Sentí como algo con ligero peso se apoyó a un lado de mi pierna izquierda, bajé la mirada para encontrarme con un par de ojos de distintos colores, uno azul y el otro marrón. Era mi hermosa perrita Kiara, quien, relamiéndose los bigotes, me miraba, probablemente con deseo de comer un pedacito de pastel.
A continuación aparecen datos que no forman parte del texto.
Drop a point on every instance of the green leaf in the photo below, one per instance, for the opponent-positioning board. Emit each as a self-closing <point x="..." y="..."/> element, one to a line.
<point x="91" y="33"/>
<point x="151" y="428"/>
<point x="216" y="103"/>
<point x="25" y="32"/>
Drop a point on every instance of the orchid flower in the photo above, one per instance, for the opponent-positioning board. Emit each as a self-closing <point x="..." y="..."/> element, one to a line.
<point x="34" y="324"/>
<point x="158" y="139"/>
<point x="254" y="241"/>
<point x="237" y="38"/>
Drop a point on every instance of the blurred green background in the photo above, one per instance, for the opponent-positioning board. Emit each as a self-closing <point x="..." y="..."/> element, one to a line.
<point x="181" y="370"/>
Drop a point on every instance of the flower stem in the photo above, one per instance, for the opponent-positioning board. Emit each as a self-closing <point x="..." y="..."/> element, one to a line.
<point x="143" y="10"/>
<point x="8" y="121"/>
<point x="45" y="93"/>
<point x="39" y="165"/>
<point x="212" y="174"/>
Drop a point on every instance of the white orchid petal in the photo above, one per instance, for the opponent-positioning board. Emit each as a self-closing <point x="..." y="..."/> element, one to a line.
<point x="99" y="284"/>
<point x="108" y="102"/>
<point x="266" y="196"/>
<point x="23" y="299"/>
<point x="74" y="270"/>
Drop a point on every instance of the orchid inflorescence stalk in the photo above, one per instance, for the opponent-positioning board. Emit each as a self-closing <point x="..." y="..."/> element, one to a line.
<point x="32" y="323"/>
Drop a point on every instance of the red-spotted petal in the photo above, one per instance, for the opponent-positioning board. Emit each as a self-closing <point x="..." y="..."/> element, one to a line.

No solo yo estaba de manteles largos, mi preciosa cachorra, que ya no era una cachorra, también cumplía un año más de vivir en mi compañía, cuatro años para ser exacto.
El rápido recuerdo de aquel día por la mañana invadió mi mente, las imágenes en mi cabeza fueron muy claras: mis padres despertándome al cantar el clásico cumpleaños, mi mamita con un pastel en sus manos, y mi padre cargaba a la perrita más bella que Dios pudo haber creado: un ojo azul se diferenciaba del otro marrón, su pelaje blanco con manchas negras; cuatro pintas sobre su cuerpo, una sobre la base de la cola y dos sobre los ojos las cuales se le extendían hasta la punta de cada orejita. El pastel fue de poca atención ya que me dediqué a jugar con la cachorra durante casi todo el día.
Una sensación rara en el pecho me hizo volver en sí. Sentí un frío incontrolable esparcirse a cada célula de mi cuerpo. Los latidos del corazón se aceleraron tanto que los escuchaba dentro de mí. Una sequedad se apoderó de mi boca y garganta, como si hubiese estado bajo el calor abrazador del sol durante largo rato. Coloqué sobre la mesa la servilleta con el cabo de pastel, y mis manos temblaron con fuerza.
Jorgito tenía la mirada en la segunda porción de pastel que su madre le servía. Don Rafael, en su mundo concentrado en la importante labor de lamerse los dedos, para no desperdiciar nada de lustre.